Add ghcr.io as second registry to allow fallback in case dockerhub is unavailable. Furhter artifact attestation was added: "Artifact attestations enable you to increase the supply chain security of your builds by establishing where and how your software was built."
Prometheus Proxmox VE Exporter
This is an exporter that exposes information gathered from Proxmox VE node for use by the Prometheus monitoring system.
Installation
Requires Python 3.9 or better.
Using pip:
python3 -m pip install prometheus-pve-exporter
pve_exporter --help
Using docker:
docker pull prompve/prometheus-pve-exporter
Example: Display usage message:
docker run -it --rm prompve/prometheus-pve-exporter --help
Example: Run the image with a mounted configuration file and published port:
docker run --init --name prometheus-pve-exporter -d -p 127.0.0.1:9221:9221 -v /path/to/pve.yml:/etc/prometheus/pve.yml prompve/prometheus-pve-exporter
Prometheus PVE Exporter will now be reachable at http://localhost:9221/.
Usage
usage: pve_exporter [-h] [--collector.status | --no-collector.status]

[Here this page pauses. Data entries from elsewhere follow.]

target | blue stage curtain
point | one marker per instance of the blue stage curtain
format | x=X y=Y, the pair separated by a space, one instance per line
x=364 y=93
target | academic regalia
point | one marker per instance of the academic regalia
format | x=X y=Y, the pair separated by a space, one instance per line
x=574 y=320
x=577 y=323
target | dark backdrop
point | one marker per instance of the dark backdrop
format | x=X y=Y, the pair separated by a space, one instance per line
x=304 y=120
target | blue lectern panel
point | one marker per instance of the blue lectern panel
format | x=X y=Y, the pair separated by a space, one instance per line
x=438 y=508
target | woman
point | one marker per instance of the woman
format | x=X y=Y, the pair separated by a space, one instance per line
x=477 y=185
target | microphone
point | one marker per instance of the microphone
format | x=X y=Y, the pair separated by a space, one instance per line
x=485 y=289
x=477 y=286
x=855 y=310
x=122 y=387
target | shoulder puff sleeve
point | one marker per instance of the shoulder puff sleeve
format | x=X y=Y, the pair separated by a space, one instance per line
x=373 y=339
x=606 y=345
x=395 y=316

[--collector.version | --no-collector.version]
[--collector.node | --no-collector.node]
[--collector.cluster | --no-collector.cluster]
[--collector.resources | --no-collector.resources]

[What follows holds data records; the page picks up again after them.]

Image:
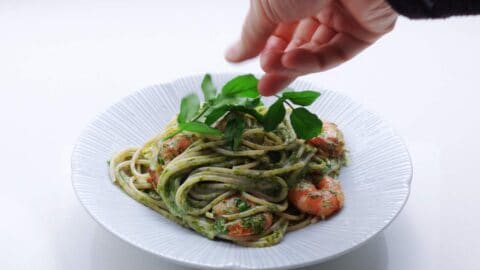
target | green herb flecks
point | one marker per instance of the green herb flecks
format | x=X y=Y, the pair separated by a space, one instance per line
x=220 y=226
x=241 y=205
x=256 y=223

[--collector.config | --no-collector.config]
[--collector.replication | --no-collector.replication]
[--config.file CONFIG_FILE]
[--web.listen-address WEB_LISTEN_ADDRESS]

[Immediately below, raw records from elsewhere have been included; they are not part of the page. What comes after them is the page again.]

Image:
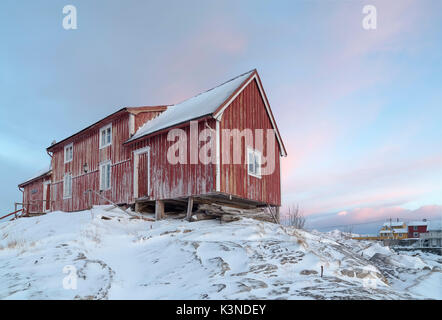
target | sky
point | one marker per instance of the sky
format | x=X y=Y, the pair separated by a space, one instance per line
x=360 y=111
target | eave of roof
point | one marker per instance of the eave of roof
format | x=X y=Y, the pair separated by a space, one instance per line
x=252 y=74
x=132 y=110
x=42 y=175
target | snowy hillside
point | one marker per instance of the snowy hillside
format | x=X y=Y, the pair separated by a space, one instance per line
x=122 y=258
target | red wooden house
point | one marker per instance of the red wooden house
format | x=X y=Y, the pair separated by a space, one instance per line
x=125 y=157
x=415 y=228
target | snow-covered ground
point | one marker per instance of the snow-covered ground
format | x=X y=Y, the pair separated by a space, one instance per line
x=123 y=258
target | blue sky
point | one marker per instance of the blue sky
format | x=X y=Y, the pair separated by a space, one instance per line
x=359 y=110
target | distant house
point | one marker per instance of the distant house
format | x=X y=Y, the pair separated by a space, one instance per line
x=393 y=230
x=432 y=238
x=124 y=157
x=416 y=228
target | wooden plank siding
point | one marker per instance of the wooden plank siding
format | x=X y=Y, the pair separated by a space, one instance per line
x=33 y=195
x=87 y=151
x=158 y=179
x=177 y=180
x=248 y=111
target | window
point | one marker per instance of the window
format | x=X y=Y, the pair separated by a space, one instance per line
x=106 y=136
x=105 y=175
x=68 y=153
x=67 y=186
x=254 y=162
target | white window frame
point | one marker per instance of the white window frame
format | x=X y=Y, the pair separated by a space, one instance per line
x=256 y=153
x=106 y=144
x=66 y=148
x=67 y=186
x=103 y=186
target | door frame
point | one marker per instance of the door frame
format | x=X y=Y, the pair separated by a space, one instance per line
x=45 y=196
x=137 y=153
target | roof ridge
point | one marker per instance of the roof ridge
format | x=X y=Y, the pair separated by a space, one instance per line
x=220 y=85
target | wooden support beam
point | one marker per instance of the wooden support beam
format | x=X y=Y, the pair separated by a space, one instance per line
x=159 y=209
x=189 y=208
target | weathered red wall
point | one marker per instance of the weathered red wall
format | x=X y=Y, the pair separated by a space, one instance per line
x=171 y=181
x=33 y=196
x=248 y=111
x=420 y=229
x=86 y=150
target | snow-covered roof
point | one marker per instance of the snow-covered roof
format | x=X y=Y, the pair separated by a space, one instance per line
x=399 y=230
x=39 y=174
x=393 y=224
x=434 y=225
x=417 y=223
x=201 y=105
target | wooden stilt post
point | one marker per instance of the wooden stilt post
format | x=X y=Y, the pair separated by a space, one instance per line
x=159 y=210
x=277 y=214
x=189 y=208
x=90 y=199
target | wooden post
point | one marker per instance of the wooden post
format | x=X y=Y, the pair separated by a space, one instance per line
x=159 y=210
x=189 y=208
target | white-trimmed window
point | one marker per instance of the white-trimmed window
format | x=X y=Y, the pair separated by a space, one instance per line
x=253 y=162
x=106 y=136
x=68 y=153
x=67 y=186
x=105 y=175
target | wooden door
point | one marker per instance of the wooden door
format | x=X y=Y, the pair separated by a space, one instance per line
x=48 y=198
x=143 y=175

[--server.keyfile SERVER_KEYFILE]
[--server.certfile SERVER_CERTFILE]
options:
-h, --help show this help message and exit
--config.file CONFIG_FILE
Path to config file (/etc/prometheus/pve.yml)
--web.listen-address WEB_LISTEN_ADDRESS
Address on which to expose metrics and web server.
([::]:9221)
--server.keyfile SERVER_KEYFILE
SSL key for server
--server.certfile SERVER_CERTFILE
SSL certificate for server
cluster collectors:
cluster collectors are run if the url parameter cluster=1 is set and
skipped if the url parameter cluster=0 is set on a scrape url.
--collector.status, --no-collector.status
Exposes Node/VM/CT-Status
--collector.version, --no-collector.version
Exposes PVE version info
--collector.node, --no-collector.node
Exposes PVE node info
--collector.cluster, --no-collector.cluster
Exposes PVE cluster info
--collector.resources, --no-collector.resources
Exposes PVE resources info
node collectors:
node collectors are run if the url parameter node=1 is set and skipped if
the url parameter node=0 is set on a scrape url.
--collector.config, --no-collector.config
Exposes PVE onboot status
--collector.replication, --no-collector.replication
Exposes PVE replication info
Use [::] in the --web.listen-address flag in order to bind to both IPv6 and IPv4 sockets on dual stacked machines.
Visit http://localhost:9221/pve?target=1.2.3.4&cluster=1&node=1
where 1.2.3.4 is the IP of the Proxmox VE node to get metrics from.
Specify the module
request parameter, to choose which
module to use from the config file.
The target
request parameter defaults to
localhost
. Hence if pve_exporter
is deployed
directly on the proxmox host, target
can be omitted.
Use the --collector.X / --no-collector.X flags to enable disable selected collectors.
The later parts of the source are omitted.